Je considère le problème, puis, avec ma pertinence coutumière, je tranche la question.

— Écoute, bonhomme. Tu vas aller à Courchevel et tu te pointeras à l’Hôtel des Grandes Alpes. Les patrons sont des amis à moi. Je vais leur téléphoner pour leur dire de t’accueillir avec des cris de liesse et de te préparer une chambre. En arrivant tu prendras un bon bain, ça te reposera.

— Dis pas de c…, proteste Bérurier. Y a aut’chose : je suis raide comme une barre fixe. J’avais juste assez d’artiche pour mon bif. Et encore j’ai dû puiser dans ma réserve personnelle, celle que je mets dans ma chaussette.

— Je n’aurais pas voulu être à la place du zouave qui t’a fait la monnaie !

— Si tu ne me drives pas des fonds, je serai obligé de me faire rapatrier par le consulat de France en Savoie.

— Tu vas avoir des fonds. Un mandat télégraphique en urgent partira à l’ouverture des postes. Tiens-moi au courant de la suite.

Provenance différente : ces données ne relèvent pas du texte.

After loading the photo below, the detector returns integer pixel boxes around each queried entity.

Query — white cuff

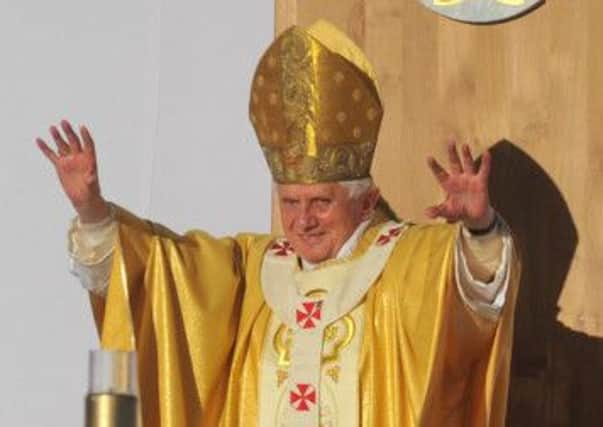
[454,218,513,320]
[68,206,117,296]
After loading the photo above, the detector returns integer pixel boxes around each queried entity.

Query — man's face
[277,183,376,263]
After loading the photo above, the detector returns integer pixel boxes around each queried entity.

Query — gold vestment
[93,208,519,427]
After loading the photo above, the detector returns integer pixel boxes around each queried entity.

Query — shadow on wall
[490,140,603,427]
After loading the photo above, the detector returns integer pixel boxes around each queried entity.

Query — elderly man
[38,22,517,427]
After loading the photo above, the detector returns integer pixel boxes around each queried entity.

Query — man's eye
[316,199,331,208]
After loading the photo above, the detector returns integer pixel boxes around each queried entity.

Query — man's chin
[296,247,329,264]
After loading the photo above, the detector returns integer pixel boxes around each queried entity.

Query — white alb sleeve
[68,209,117,296]
[455,217,513,320]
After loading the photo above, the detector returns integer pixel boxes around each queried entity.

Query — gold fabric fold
[93,208,272,427]
[93,208,519,427]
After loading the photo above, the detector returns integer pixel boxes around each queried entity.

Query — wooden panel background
[274,0,603,427]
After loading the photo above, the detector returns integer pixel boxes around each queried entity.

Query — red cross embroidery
[295,300,322,329]
[377,227,402,246]
[270,240,293,256]
[289,384,316,412]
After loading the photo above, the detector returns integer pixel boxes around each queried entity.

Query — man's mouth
[299,232,325,245]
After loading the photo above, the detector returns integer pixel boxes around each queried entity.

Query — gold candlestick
[85,350,138,427]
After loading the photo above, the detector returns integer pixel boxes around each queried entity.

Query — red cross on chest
[377,226,402,246]
[289,384,316,412]
[295,300,322,329]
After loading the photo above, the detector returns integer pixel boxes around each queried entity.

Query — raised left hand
[425,142,495,230]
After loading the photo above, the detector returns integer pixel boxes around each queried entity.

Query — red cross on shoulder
[295,300,322,329]
[270,240,294,256]
[289,384,316,412]
[377,226,403,246]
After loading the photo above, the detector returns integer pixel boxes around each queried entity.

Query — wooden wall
[275,0,603,427]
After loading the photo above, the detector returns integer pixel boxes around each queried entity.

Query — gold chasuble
[93,208,519,427]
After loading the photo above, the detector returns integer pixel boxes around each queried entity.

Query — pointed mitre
[249,21,383,183]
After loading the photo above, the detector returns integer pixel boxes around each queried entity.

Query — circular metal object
[419,0,544,24]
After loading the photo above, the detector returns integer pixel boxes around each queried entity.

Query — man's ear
[362,187,380,221]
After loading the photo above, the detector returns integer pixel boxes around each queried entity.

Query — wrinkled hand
[36,120,109,222]
[425,142,495,230]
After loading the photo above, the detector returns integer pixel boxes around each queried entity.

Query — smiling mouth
[299,232,325,243]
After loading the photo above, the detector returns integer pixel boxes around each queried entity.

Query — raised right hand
[36,120,110,223]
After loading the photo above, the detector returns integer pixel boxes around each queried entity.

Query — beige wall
[274,0,603,426]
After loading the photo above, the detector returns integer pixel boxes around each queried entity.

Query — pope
[37,21,519,427]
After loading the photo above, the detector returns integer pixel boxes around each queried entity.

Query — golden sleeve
[91,207,264,427]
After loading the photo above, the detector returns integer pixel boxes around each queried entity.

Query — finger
[425,202,460,223]
[61,120,82,153]
[427,157,449,184]
[478,150,492,180]
[461,144,475,174]
[425,204,442,219]
[448,141,463,174]
[50,126,71,156]
[36,138,59,166]
[80,126,96,156]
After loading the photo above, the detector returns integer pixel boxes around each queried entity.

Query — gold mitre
[249,21,383,183]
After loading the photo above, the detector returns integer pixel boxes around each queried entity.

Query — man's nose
[299,209,318,230]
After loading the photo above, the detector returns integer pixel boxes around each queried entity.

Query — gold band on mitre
[249,21,383,184]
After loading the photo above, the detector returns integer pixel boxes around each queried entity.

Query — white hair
[338,176,375,200]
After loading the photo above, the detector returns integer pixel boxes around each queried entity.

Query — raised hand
[36,120,110,222]
[425,142,495,230]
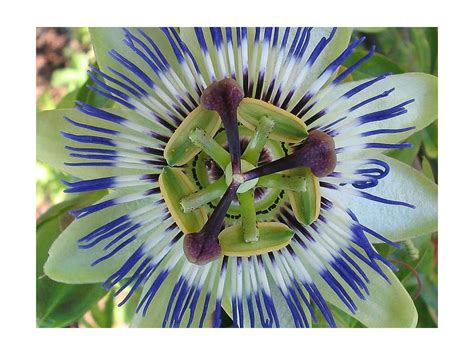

— Allez, je te quitte, faut que j’aille finir mon petit déjeuner : j’ai mon bol de vin chaud qui refroidit.

Et il raccroche.

— Rien de cassé ? s’inquiète Félicie.

— Non. Béru est à Moutiers. L’associé de Boilevent est parti faire du ski à Courchevel.

— Tu crois que c’est une bonne piste ?

— Je ne crois rien, m’man, mais je prends les précautions d’usage…

Là-dessus, je remonte prendre mon bain.

Une heure plus tard, je suis sur le pied de guerre. Fringué comme un mylord, bichonné, parfumé, j’attaque ma journée par le bon bout. Le cas bérurien est réglé : on l’attend aux Grandes Alpes et des fonds lui seront expédiés d’ici une heure. Je décide de passer à l’hôpital pour prendre des nouvelles de Pâquerette.

Le roi de la pharmacie au détail ressemble à la momie de Ramsès II, en moins frais. Ce qu’on voit de lui à travers ses bandelettes est d’un joli vert. Il me regarde arriver et son regard s’humidifie.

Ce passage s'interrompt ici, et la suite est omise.